Gül füllt eine der Schüsseln mit kaltem Wasser und schleicht sich von hinten an ihre Großmutter an, die allein am Rand des
marmornen kreisförmigen Liegeplatzes in der Mitte des Bades sitzt. Gül klettert auf den Marmorstein, unter dem sich der Heizkessel
befindet, und kippt dann ihrer Oma von hinten die Schüssel mit dem kalten Wasser über den Kopf. Im Weglaufen hört sie das
Geschrei.
Durch den Lärm aufmerksam geworden, stehen die Frauen bald alle um Zeliha herum. Gül sitzt völlig unschuldig an einem der
Wasserbecken und plätschert ein wenig darin herum. Aber ihr Herz klopft schnell, und sie glaubt, alle könnten ihr ansehen,
daß sie es gewesen ist. Wie konnte sie sich das trauen?
– Wer war das? will Zeliha wissen. Wer von euch ungezogenen Gören hat mich mit kaltem Wasser übergossen? Ruft die verdammten
Kinder.
Alle Kinder müssen zusammenkommen und sich vor der alten Frau aufstellen. Gül kann nur auf den Boden schauen, aber das scheint
niemandem aufzufallen.
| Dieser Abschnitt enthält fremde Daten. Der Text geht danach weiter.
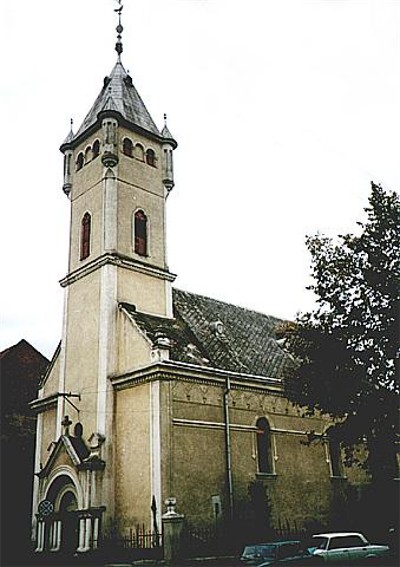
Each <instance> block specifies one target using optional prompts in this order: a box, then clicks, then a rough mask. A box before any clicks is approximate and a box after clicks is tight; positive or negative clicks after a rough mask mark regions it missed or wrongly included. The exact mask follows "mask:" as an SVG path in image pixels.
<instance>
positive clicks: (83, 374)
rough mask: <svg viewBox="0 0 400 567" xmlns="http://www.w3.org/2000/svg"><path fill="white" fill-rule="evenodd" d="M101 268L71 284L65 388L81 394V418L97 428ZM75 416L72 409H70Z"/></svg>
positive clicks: (80, 408)
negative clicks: (82, 278) (96, 424)
mask: <svg viewBox="0 0 400 567" xmlns="http://www.w3.org/2000/svg"><path fill="white" fill-rule="evenodd" d="M100 333H101V329H100V271H97V272H93V273H91V274H89V275H87V276H86V277H85V278H83V279H80V280H77V281H76V282H74V283H73V284H71V285H70V287H69V294H68V326H67V334H66V345H65V350H66V358H65V391H66V392H75V393H79V394H80V396H81V398H80V401H79V409H80V420H81V421H82V423H83V426H84V428H85V431H86V432H88V434H89V432H90V433H91V432H93V431H96V405H97V391H98V364H99V340H100ZM68 411H69V412H70V413H71V416H73V415H74V414H73V410H72V409H71V410H68Z"/></svg>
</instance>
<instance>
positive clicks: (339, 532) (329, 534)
mask: <svg viewBox="0 0 400 567" xmlns="http://www.w3.org/2000/svg"><path fill="white" fill-rule="evenodd" d="M349 535H350V536H353V535H356V536H360V535H362V534H360V532H326V533H323V534H314V535H313V536H312V537H332V536H340V537H342V536H349Z"/></svg>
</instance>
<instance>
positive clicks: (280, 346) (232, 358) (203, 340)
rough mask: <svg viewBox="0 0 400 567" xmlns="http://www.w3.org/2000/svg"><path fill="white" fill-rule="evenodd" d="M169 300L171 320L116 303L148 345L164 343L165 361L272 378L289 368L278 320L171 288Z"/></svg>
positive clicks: (281, 324) (290, 364) (287, 354)
mask: <svg viewBox="0 0 400 567" xmlns="http://www.w3.org/2000/svg"><path fill="white" fill-rule="evenodd" d="M172 297H173V306H174V318H173V319H167V318H165V317H157V316H154V315H148V314H145V313H140V312H138V311H136V309H135V307H134V306H132V305H129V304H126V303H122V304H120V307H121V308H122V309H123V310H124V311H125V312H127V313H128V314H129V315H130V317H132V318H133V319H134V320H135V322H136V324H137V325H138V326H139V328H140V329H141V330H142V331H143V332H144V334H145V335H146V337H147V338H148V339H149V340H150V342H151V343H152V344H154V345H156V344H157V339H159V338H160V337H163V338H166V339H168V341H169V344H170V357H171V360H173V361H177V362H189V363H192V364H198V365H200V366H206V367H207V366H208V367H213V368H217V369H220V370H227V371H232V372H238V373H241V374H253V375H258V376H263V377H265V378H275V379H282V377H283V374H284V371H285V369H286V368H288V367H290V366H292V365H293V360H292V358H291V357H290V355H289V354H288V353H287V352H286V351H285V350H283V349H282V347H281V346H280V344H279V343H278V342H277V329H278V328H279V327H280V326H281V325H282V323H284V321H282V320H281V319H278V318H276V317H272V316H269V315H264V314H263V313H258V312H256V311H252V310H249V309H245V308H243V307H238V306H236V305H231V304H229V303H225V302H222V301H218V300H216V299H211V298H209V297H204V296H201V295H197V294H194V293H188V292H186V291H181V290H178V289H176V288H174V289H173V296H172Z"/></svg>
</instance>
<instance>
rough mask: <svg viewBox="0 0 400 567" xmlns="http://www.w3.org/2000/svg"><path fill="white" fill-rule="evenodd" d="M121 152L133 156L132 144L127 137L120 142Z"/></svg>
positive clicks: (132, 147) (126, 155)
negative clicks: (121, 147) (121, 142)
mask: <svg viewBox="0 0 400 567" xmlns="http://www.w3.org/2000/svg"><path fill="white" fill-rule="evenodd" d="M122 152H123V153H124V154H125V155H126V156H129V157H133V144H132V140H130V139H129V138H124V141H123V142H122Z"/></svg>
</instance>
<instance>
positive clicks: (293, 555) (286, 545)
mask: <svg viewBox="0 0 400 567" xmlns="http://www.w3.org/2000/svg"><path fill="white" fill-rule="evenodd" d="M299 554H300V544H299V543H288V544H284V545H281V546H279V550H278V557H279V559H284V558H285V557H293V556H294V555H299Z"/></svg>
Sie stehen da in einer Reihe, Gül ganz links, daneben Sibel, neben ihr Melike, rechts die kleine Nalan
und neben ihr noch die beiden Töchter einer Nachbarin.
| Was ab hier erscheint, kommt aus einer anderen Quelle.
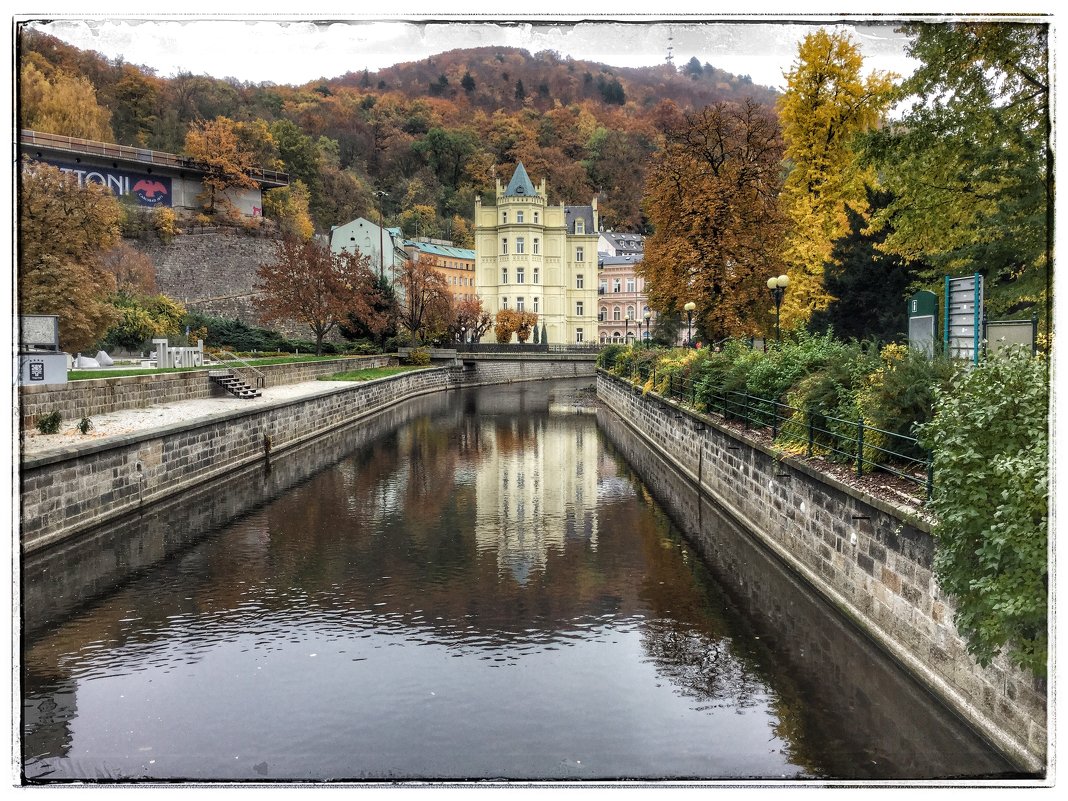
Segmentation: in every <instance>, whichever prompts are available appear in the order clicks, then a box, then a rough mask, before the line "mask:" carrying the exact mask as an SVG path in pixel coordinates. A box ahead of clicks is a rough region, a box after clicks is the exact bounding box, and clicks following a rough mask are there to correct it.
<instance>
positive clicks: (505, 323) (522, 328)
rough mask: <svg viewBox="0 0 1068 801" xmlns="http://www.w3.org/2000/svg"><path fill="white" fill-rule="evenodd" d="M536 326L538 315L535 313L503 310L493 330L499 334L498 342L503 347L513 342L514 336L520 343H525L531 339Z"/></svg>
mask: <svg viewBox="0 0 1068 801" xmlns="http://www.w3.org/2000/svg"><path fill="white" fill-rule="evenodd" d="M536 325H537V315H536V314H534V312H520V311H517V310H515V309H502V310H501V311H499V312H498V313H497V318H496V321H494V324H493V330H494V331H496V334H497V342H498V343H499V344H501V345H504V344H505V343H508V342H511V341H512V335H513V334H515V335H516V340H517V341H518V342H520V343H524V342H527V340H529V339H530V337H531V333H532V332H533V330H534V327H535V326H536Z"/></svg>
– Wer hat sie mit Wasser übergossen? fragt Arzu, und niemand antwortet.
– Melike, sagt Arzu nach einer Pause, und es klingt nicht wie eine Frage.
– Ich war es nicht.
– Komm her, befielt ihre Mutter, und Melike tritt vor.
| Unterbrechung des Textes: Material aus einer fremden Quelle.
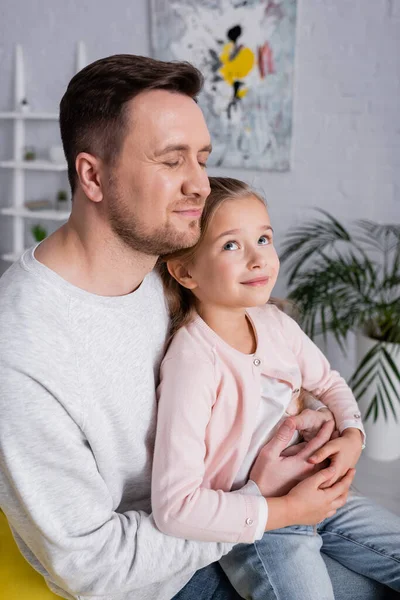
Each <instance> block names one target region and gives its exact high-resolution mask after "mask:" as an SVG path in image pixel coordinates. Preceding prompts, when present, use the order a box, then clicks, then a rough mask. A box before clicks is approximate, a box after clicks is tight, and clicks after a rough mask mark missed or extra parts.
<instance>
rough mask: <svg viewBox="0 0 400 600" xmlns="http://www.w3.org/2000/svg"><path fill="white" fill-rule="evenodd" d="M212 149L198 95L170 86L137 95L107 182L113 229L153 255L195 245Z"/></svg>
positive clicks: (108, 176)
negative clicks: (172, 89) (189, 92)
mask: <svg viewBox="0 0 400 600" xmlns="http://www.w3.org/2000/svg"><path fill="white" fill-rule="evenodd" d="M210 151H211V147H210V135H209V132H208V129H207V126H206V124H205V121H204V117H203V114H202V112H201V110H200V108H199V107H198V106H197V104H196V103H195V102H194V100H192V99H191V98H189V97H188V96H185V95H182V94H176V93H172V92H169V91H166V90H151V91H148V92H143V93H141V94H139V95H138V96H137V97H136V98H134V99H133V100H132V101H131V102H130V105H129V106H128V124H127V133H126V137H125V139H124V142H123V145H122V149H121V152H120V154H119V157H118V159H117V162H116V165H115V166H114V167H113V168H112V169H110V171H109V176H108V177H107V181H106V183H105V187H104V201H105V204H106V210H107V212H108V216H109V220H110V224H111V226H112V228H113V230H114V232H115V233H116V234H117V235H118V236H119V237H120V238H121V239H122V240H123V241H124V242H125V243H126V244H127V245H128V246H130V247H131V248H134V249H135V250H138V251H140V252H143V253H145V254H149V255H153V256H158V255H160V254H166V253H169V252H172V251H174V250H177V249H179V248H187V247H189V246H192V245H193V244H194V243H195V242H196V241H197V240H198V237H199V234H200V230H199V222H200V217H201V213H202V210H203V207H204V202H205V199H206V198H207V196H208V195H209V193H210V187H209V182H208V177H207V173H206V170H205V164H206V161H207V158H208V156H209V153H210Z"/></svg>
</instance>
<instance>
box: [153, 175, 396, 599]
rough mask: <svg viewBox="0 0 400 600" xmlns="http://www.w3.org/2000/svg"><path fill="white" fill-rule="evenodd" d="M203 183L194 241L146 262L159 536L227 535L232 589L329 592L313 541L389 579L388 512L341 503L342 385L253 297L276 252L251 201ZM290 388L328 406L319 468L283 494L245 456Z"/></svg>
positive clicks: (296, 327)
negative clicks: (159, 318) (163, 284)
mask: <svg viewBox="0 0 400 600" xmlns="http://www.w3.org/2000/svg"><path fill="white" fill-rule="evenodd" d="M210 185H211V194H210V196H209V198H208V199H207V202H206V206H205V209H204V212H203V216H202V222H201V237H200V240H199V242H198V243H197V244H196V246H194V247H193V248H190V249H187V250H183V251H179V252H177V253H175V254H174V255H171V256H168V257H165V261H164V263H163V264H161V265H160V270H161V274H162V278H163V282H164V286H165V289H166V294H167V298H168V299H169V304H170V309H171V318H172V335H173V339H172V341H171V343H170V345H169V348H168V351H167V354H166V356H165V358H164V360H163V363H162V366H161V380H160V386H159V390H158V393H159V413H158V425H157V438H156V445H155V455H154V467H153V484H152V506H153V515H154V518H155V521H156V523H157V525H158V527H159V528H160V529H161V530H162V531H163V532H164V533H167V534H170V535H174V536H179V537H183V538H186V539H198V540H211V541H212V540H214V541H221V542H222V541H224V542H227V541H228V542H232V543H236V544H237V545H236V546H234V548H233V549H232V551H231V552H230V553H229V554H228V555H227V556H225V557H223V558H222V559H221V565H222V567H223V569H224V570H225V572H226V574H227V575H228V577H229V579H230V581H231V583H232V584H233V586H234V587H235V588H236V590H237V591H238V593H239V594H240V595H241V596H242V597H244V598H254V599H257V600H258V599H261V598H263V599H265V598H267V597H268V594H270V595H271V594H272V596H271V597H272V598H277V597H279V598H283V599H285V600H286V599H292V598H296V600H303V598H304V599H306V598H307V599H310V598H311V599H313V600H315V599H318V598H324V599H325V598H329V599H331V598H332V599H333V597H334V596H333V590H332V586H331V582H330V579H329V575H328V572H327V569H326V567H325V563H324V561H323V559H322V557H321V554H320V549H321V546H323V550H324V552H325V553H327V554H330V555H331V556H333V557H334V558H335V559H336V560H339V561H340V562H342V563H343V564H345V565H346V566H348V567H349V568H350V569H352V570H354V571H357V572H360V573H362V574H364V575H367V576H369V577H372V578H374V579H376V580H378V581H381V582H382V583H385V584H386V585H389V586H391V587H393V588H394V589H397V590H400V566H399V565H400V562H399V561H400V556H399V550H398V548H399V539H400V519H398V518H396V517H395V516H394V515H390V513H387V512H386V511H384V510H383V509H380V508H379V507H372V505H371V504H370V503H368V501H367V500H365V499H362V498H352V499H351V500H350V501H349V502H348V503H347V504H346V506H344V504H345V501H346V497H347V489H348V486H349V485H350V483H351V480H352V477H353V475H354V470H353V469H351V467H354V465H355V464H356V462H357V460H358V458H359V456H360V453H361V448H362V443H363V436H364V433H363V428H362V425H361V420H360V414H359V411H358V407H357V403H356V401H355V399H354V397H353V395H352V393H351V390H350V389H349V388H348V386H347V384H346V383H345V381H344V380H343V379H342V378H341V377H340V376H339V374H338V373H336V372H335V371H332V370H331V369H330V366H329V364H328V362H327V360H326V359H325V357H324V356H323V355H322V353H321V352H320V351H319V350H318V348H317V347H316V346H315V345H314V344H313V343H312V342H311V340H310V339H309V338H308V337H307V336H306V335H305V334H304V333H303V332H302V331H301V329H300V328H299V327H298V325H297V324H296V323H295V322H294V321H293V320H292V319H290V317H288V316H287V315H285V314H284V313H283V312H281V311H280V310H278V308H277V307H276V306H274V305H273V304H271V303H269V304H267V302H268V300H269V299H270V295H271V292H272V289H273V287H274V285H275V282H276V278H277V275H278V270H279V261H278V257H277V254H276V251H275V248H274V245H273V231H272V228H271V225H270V220H269V216H268V212H267V209H266V207H265V204H264V201H263V199H262V198H261V197H260V196H259V195H258V194H256V193H255V192H254V191H252V190H251V189H250V188H249V187H248V186H247V185H246V184H244V183H242V182H240V181H237V180H234V179H227V178H210ZM301 387H304V388H305V389H306V390H308V391H309V392H311V393H312V394H313V395H315V396H316V397H317V398H319V400H320V401H321V402H322V403H323V404H324V405H326V406H327V407H328V408H329V409H330V410H331V411H332V413H333V415H334V417H335V420H336V426H337V429H338V430H339V434H340V436H339V437H337V438H336V439H332V440H331V441H330V442H328V443H327V444H326V445H325V446H324V447H323V448H322V449H320V450H319V451H318V452H317V453H316V455H314V457H312V458H311V459H310V461H311V462H313V463H314V464H317V463H322V461H324V460H325V459H327V458H330V460H331V465H332V466H331V467H330V468H328V469H324V470H323V471H321V472H319V473H316V474H314V475H312V476H310V477H309V478H308V479H306V480H304V481H302V482H300V483H298V484H297V485H296V486H294V487H293V489H291V490H290V491H289V492H288V493H286V492H287V490H285V489H284V488H282V487H279V486H277V485H276V484H274V483H273V482H271V485H270V487H269V488H268V485H267V486H265V485H264V483H263V484H262V485H261V484H260V481H262V478H260V477H259V463H258V461H256V462H255V464H254V467H253V468H252V465H253V463H254V461H255V459H256V457H257V455H258V454H259V451H260V450H261V448H262V447H263V446H264V445H265V444H266V442H267V441H268V440H269V439H270V437H271V436H272V435H273V433H274V432H275V430H276V428H277V427H278V426H279V425H280V423H281V421H282V419H284V418H285V415H287V414H288V413H289V414H291V413H293V412H297V410H298V406H297V401H298V396H299V390H300V388H301ZM289 425H290V420H289ZM303 451H304V449H303V450H302V452H303ZM249 477H250V481H249ZM340 478H342V480H341V481H340V482H338V480H339V479H340ZM251 479H253V480H254V481H256V482H257V483H259V484H260V485H259V487H261V489H259V488H258V487H257V486H256V485H255V483H253V482H252V481H251ZM246 482H247V483H246ZM321 484H322V485H321ZM291 486H293V483H292V484H291ZM234 490H237V491H236V492H235V491H234ZM260 492H261V493H262V495H260ZM284 494H286V495H284ZM336 511H337V512H336ZM316 523H319V524H318V526H317V530H318V535H312V534H313V528H312V527H311V525H315V524H316ZM264 531H268V533H265V534H264ZM238 542H241V543H239V544H238ZM396 553H397V554H396Z"/></svg>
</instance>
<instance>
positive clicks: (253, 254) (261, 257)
mask: <svg viewBox="0 0 400 600" xmlns="http://www.w3.org/2000/svg"><path fill="white" fill-rule="evenodd" d="M265 265H266V257H265V248H260V249H258V248H257V249H256V250H254V251H252V253H251V256H250V257H249V261H248V267H249V268H250V269H262V268H263V267H265Z"/></svg>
|136| – Du warst es, nicht wahr? sagt ihre Großmutter.
– Nein, sagt Melike, ich war es nicht.
– Lüg nicht, sagt ihre Mutter, wer lügt, der wird von Gott bestraft.
– Wenn du lügst, trifft dich der Blitz, sagt Zeliha.
Melike steht jetzt einen halben Schritt vor ihrer Großmutter, die immer noch auf dem Marmorstein sitzt. Ihr Badeschurz ist
verrutscht und läßt eine schwere, hängende Brust sehen. Ehe Melike, die mit guten Gewissen dort steht, reagieren kann, streifen
die Finger ihrer Großmutter ihre Wange. Sie hat Glück, daß Zeliha so schlecht sieht, sonst hätte sie eine Ohrfeige bekommen,
die laut von den Wänden widergehallt wäre. Melike tritt einen Schritt zurück. Weglaufen hat hier keinen Sinn, wo soll sie
schon hin.
– Ich wars, sagt Gül, ich habs getan.
Melike entspannt sich sichtlich. Sie entspannt sich und sieht nicht die Hand ihrer Mutter. Jetzt hallt es von den Wänden.
– Siehst du, sagt ihre Mutter, nimm dir ein Beispiel an deiner Schwester. Sie ist bereit, sich für dich zu opfern.
– Ich wars wirklich, sagt Gül, und ihre Stimme überschlägt sich.
Auch die zweite Ohrfeige sitzt. Melike dreht sich um und läuft in die Vorhalle. Ihre Mutter will hinterher, aber Gül hält
sie am Arm fest und sagt:
– Ich wars, ich wars wirklich, ich schwöre bei Gott.
– Sündige nicht, indem du falschen Eid leistest, sagt ihre Großmutter, und ihre Mutter schüttelt die Hand ab und läuft Melike
hinterher. Die ist mittlerweile in der Eingangshalle, direkt bei der Tür.
– Wenn du näher kommst, laufe ich raus, ruft sie ihrer Mutter zu.
Arzu verlangsamt ihren Schritt.
– Es ist kalt draußen, es liegt Schnee. Du wirst dir den Tod holen.
– Ich laufe raus, sagt Melike, wenn du näher kommst, laufe ich raus.
|137| Arzu bleibt stehen.
– Ich werde deinem Vater heute abend erzählen, was du getan hast.